Review: Steel Magnolias
LOUISE RIPLEY-DUGGAN: ‘Go and see it if you’re up for a bit of a girly time – you know, laughing, crying that sort of thing – and you have two hours to kill. ‘
Tuesday 27th-Saturday 1st May, 7.45 at the ADC. £6-9.
Directed by Ben Kavanagh.
Let me begin by warning you all that if fake accents really get on your tits, this show is definitely not for you; the Louisiana drawls tend to take on a peculiar Yorkshire twang at times, guaranteed to provoke some severe jaw grinding from the less tolerant of us. That aside, there are some excellent performances worth seeing, accents and all.

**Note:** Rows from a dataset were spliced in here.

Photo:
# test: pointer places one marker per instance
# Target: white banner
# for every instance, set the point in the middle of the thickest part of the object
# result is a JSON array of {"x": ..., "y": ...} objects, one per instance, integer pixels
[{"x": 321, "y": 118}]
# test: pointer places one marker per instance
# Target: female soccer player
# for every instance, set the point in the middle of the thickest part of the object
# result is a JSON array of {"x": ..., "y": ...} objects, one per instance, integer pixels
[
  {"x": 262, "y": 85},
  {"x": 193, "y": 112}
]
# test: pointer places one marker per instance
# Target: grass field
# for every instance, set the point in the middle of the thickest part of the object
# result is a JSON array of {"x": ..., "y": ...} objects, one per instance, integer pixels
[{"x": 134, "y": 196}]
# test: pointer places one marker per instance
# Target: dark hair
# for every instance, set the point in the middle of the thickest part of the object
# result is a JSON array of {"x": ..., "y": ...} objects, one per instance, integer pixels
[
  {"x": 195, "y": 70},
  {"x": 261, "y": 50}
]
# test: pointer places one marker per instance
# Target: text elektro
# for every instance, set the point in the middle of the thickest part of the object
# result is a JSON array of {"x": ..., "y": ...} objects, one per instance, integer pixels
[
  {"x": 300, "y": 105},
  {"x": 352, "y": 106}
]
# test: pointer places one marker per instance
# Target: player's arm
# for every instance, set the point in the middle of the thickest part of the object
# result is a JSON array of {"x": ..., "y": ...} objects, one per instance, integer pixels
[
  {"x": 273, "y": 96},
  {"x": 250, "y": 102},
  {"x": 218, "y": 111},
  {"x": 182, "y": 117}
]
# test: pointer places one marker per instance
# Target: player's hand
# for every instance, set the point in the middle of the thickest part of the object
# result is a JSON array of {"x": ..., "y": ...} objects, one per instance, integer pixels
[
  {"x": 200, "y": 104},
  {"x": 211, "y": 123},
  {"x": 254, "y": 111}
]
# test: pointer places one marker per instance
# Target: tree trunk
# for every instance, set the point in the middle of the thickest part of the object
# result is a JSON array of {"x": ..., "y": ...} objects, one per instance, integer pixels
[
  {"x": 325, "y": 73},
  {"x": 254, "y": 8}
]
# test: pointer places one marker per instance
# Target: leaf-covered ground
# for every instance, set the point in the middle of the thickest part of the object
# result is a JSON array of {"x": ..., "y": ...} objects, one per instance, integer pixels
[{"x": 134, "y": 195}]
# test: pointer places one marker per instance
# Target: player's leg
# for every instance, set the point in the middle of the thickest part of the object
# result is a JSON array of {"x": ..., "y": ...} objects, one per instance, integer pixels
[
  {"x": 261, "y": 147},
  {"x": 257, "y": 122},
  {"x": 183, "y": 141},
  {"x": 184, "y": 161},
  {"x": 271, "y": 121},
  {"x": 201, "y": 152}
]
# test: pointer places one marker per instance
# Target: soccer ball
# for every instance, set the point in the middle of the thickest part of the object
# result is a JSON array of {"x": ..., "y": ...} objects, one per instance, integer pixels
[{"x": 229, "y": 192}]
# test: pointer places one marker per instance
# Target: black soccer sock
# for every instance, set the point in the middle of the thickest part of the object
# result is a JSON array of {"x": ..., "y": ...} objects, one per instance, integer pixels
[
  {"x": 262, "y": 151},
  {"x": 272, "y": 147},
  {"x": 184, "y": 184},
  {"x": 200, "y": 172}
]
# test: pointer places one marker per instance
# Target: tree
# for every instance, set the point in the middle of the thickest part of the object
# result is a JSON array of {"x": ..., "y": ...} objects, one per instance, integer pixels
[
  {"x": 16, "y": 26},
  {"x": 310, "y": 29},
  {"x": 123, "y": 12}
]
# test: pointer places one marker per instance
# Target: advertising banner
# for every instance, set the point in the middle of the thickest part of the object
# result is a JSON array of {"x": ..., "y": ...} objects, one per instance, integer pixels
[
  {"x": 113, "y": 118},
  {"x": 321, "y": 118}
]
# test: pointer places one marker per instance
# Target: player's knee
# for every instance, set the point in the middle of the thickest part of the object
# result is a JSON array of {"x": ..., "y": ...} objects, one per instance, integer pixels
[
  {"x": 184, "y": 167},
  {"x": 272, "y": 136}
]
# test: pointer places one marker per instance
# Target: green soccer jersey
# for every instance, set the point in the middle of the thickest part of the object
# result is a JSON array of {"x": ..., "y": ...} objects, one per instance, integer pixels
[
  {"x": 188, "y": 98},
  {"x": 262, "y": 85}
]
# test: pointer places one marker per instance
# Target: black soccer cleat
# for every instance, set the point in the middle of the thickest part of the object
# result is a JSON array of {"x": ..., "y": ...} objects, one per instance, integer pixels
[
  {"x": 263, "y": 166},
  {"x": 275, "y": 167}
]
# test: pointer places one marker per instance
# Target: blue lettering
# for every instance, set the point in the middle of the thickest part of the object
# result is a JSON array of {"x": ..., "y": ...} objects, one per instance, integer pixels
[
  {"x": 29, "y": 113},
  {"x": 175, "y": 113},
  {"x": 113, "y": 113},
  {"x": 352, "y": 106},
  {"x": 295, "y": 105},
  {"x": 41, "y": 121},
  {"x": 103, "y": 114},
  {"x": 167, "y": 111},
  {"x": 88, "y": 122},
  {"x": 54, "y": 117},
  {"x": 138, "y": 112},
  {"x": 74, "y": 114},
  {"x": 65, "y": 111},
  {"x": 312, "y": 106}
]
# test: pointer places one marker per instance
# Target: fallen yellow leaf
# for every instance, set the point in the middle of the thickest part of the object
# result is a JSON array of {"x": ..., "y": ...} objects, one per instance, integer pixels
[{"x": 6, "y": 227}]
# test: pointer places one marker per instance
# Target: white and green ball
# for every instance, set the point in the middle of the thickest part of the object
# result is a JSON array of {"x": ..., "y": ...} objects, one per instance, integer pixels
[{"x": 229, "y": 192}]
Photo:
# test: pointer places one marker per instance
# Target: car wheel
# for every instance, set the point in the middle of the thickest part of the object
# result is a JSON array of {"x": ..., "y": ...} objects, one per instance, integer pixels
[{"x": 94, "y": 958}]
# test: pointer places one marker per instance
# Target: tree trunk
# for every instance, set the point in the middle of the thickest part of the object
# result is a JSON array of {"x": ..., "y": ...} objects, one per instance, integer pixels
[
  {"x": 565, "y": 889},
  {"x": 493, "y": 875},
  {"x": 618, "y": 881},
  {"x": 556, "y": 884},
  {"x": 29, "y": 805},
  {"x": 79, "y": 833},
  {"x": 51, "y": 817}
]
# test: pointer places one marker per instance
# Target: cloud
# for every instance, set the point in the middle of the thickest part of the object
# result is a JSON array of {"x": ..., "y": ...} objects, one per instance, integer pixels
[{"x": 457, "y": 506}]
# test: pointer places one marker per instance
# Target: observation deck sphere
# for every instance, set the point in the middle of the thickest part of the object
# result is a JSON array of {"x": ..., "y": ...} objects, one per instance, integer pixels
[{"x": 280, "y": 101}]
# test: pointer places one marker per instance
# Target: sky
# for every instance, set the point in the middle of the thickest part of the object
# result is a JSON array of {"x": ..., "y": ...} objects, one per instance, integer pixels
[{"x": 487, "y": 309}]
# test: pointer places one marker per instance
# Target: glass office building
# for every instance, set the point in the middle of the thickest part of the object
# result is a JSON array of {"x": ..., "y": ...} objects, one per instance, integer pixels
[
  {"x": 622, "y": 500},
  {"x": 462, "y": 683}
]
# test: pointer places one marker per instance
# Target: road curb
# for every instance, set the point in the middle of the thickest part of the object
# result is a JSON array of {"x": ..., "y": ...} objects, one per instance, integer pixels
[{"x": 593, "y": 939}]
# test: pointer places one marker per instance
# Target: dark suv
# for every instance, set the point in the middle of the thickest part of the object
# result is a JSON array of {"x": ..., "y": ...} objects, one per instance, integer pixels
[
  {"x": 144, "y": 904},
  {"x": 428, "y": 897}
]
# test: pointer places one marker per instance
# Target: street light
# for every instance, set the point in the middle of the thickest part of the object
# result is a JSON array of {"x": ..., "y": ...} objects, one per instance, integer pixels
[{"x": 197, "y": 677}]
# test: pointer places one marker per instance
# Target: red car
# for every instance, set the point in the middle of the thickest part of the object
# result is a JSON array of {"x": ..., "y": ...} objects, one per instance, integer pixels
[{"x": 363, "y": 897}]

The premise of Steel Magnolias is that of a group of six women and their relationships with one another. If you are wondering how on earth this qualifies as a ‘premise’, I don’t blame you. The script doesn’t give the actresses much to go on in terms of plot, and to make it work their relationships have to be unshakably believable, and their own characters entertaining enough to make you give a shit, and sit through two hours of pretty much nothing. Thankfully, the cast did this brilliantly for the most part.
The mother-daughter relationship between Pheobe Haines as the mother M’Lynn Eatenton and Charlotte Reid as her daughter Shelby was moving from the very start. They also managed to stand out as individual developing characters. Them, and, of course, the hilarious Liane Grant as ‘Ouiser’ Boudreaux, who managed to be entertaining and vulnerable at the same time. Her subtle performance brightened up what would otherwise have been, in places, plain boring.
The play was described to me as an ‘oestrogen fest’, so I can’t help but wonder, at the risk of being sexist (what’s life without a few risks) who came up with the idea of having a man direct it. Don’t get me wrong – Ben Kavanagh has done a remarkable job of almost shaping a script based around female bonding into a coherent piece of theatre. But the fact is that I came out of this show with no more love for woman-kind than I had before. (And don’t assume that I am one of those girls who doesn’t like other girls).
I can’t help but feel that this could be down to the well known fact – Blokes. Don’t. Get us. The six actresses he was given to work with were almost all more than competent – Jessica Labhart, Alice Wainwright and Hannah Blaikie all gave perfectly watchable performances, and yet he fell just short of the mark in conveying the true spirit of the piece.
Overall, this production comes precariously close to falling on its face. Go and see it if you’re up for a bit of a girly time – you know, laughing, crying that sort of thing – and you have two hours to kill. It definitely has the potential to come together given a few more performances and a fuller house than the first night saw. However if my intuition is wrong and what I saw tonight is what you’ll get, you’re better off watching the movie for an actual ‘oestrogen fest’ worth crying over.